Tais países, diferentemente da realidade brasileira, com maior ou menor velocidade, adaptaram por completo sua estrutura processual às bases constitucionais condizentes com a reforma política, assim como com os textos internacionais diretamente aplicáveis ao tema[5] e buscaram dar, assim, vida prática – e não meramente retórica – à clássica concepção de ser o processo penal ‘o’ ‘sismógrafo da constituição’[6].
O desafio brasileiro é político e técnico-jurídico em meio a uma crise histórica que afeta diretamente pelo menos dois dos três poderes da República e não raras vezes respinga também no terceiro, o Judiciário que no presente momento se vê acossado por críticas a julgamentos que tocam em pontos sensíveis da estrutura constitucional do processo penal.
O desafio técnico é decorrente da baixa densidade de discussões das estruturas fundamentais do processo penal e como operacionaliza-las num ambiente democrático.
Há o sentido risco de tornar-se o espaço da reforma num embate classista em que o fino equilíbrio que deve existir entre todos os objetivos legítimos tutelados pela jurisdição penal (respeito aos direitos fundamentais de suspeitos, acusados, vítimas, testemunhas) sucumba a interesses menores de instituições ou mesmo pessoas.

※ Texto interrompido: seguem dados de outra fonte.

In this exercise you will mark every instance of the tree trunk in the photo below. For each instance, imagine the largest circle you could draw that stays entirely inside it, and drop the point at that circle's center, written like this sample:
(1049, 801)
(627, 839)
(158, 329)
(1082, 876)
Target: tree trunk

Mas, é o preço a se pagar na democracia. Não há “momentos melhores” que devam ser aguardados para que a reforma deslanche. Esses momentos precisam ser construídos e nunca se atingirá o ponto de maturação ideal, donde os argumentos de paralisia da marcha iniciada tendem a ser pouco produtivos.
O momento é, pois, de engajamento intelectual e político. Cabe mais que nunca lembrar a poesia
“Só quero saber do que pode dar certo
Não tenho tempo a perder”
(Fito Páez)
NOTAS
[1] Criada na forma do Requerimento nº 227, de 2008, aditado pelos Requerimentos nº (s) 751 e 794, de 2008, e pelos Atos do Presidente nº (s) 11, 17 e 18, de 2008.
[2] para uma ampla visão das tentativas de reforma do CPP em termos parciais e globais, veja-se PASSOS, Edilenice . “Código De Processo Penal: notícia histórica sobre as comissões anteriores”. Senado Federal – Secretaria de Informação e Documentação; Brasília, 2008.
[3] Para uma ampla visão do cenário reformista na America Latina, consulte-se AMBOS, Kai; CHOUKR, Fauzi Hassan. A reforma do processo penal no Brasil e na América Latina. São Paulo: Editora Método, 2001.
[4] Para uma análise crítica dos projetos reformistas, inclusive quanto à importância nesse processo dos integrantes das carreiras jurídicas, bem como a crítica à posição brasileira, consulte-se LANGER, Máximo. Revolución en el Proceso Penal latinoamericano: difusión de ideas legales desde la periferia”. Comparative Law, v. 55, p. 617, 2007.
[5] Maier, Julio B. J. e Struensee, Eberhard, Las Reformas Procesales Penales en América Latina, Buenos Aires: Ad-Hoc, 2000, p. 17.
[6] Expressão construída no direito comparado (ROXIN, Claus. Derecho Procesal Penal. Buenos Aires: Editores Del Puerto, 2003, p.10, entre outros) e que recorrentemente surge em determinados segmentos da doutrina nacional ganhando, contemporaneamente, espaço na jurisprudência do STF.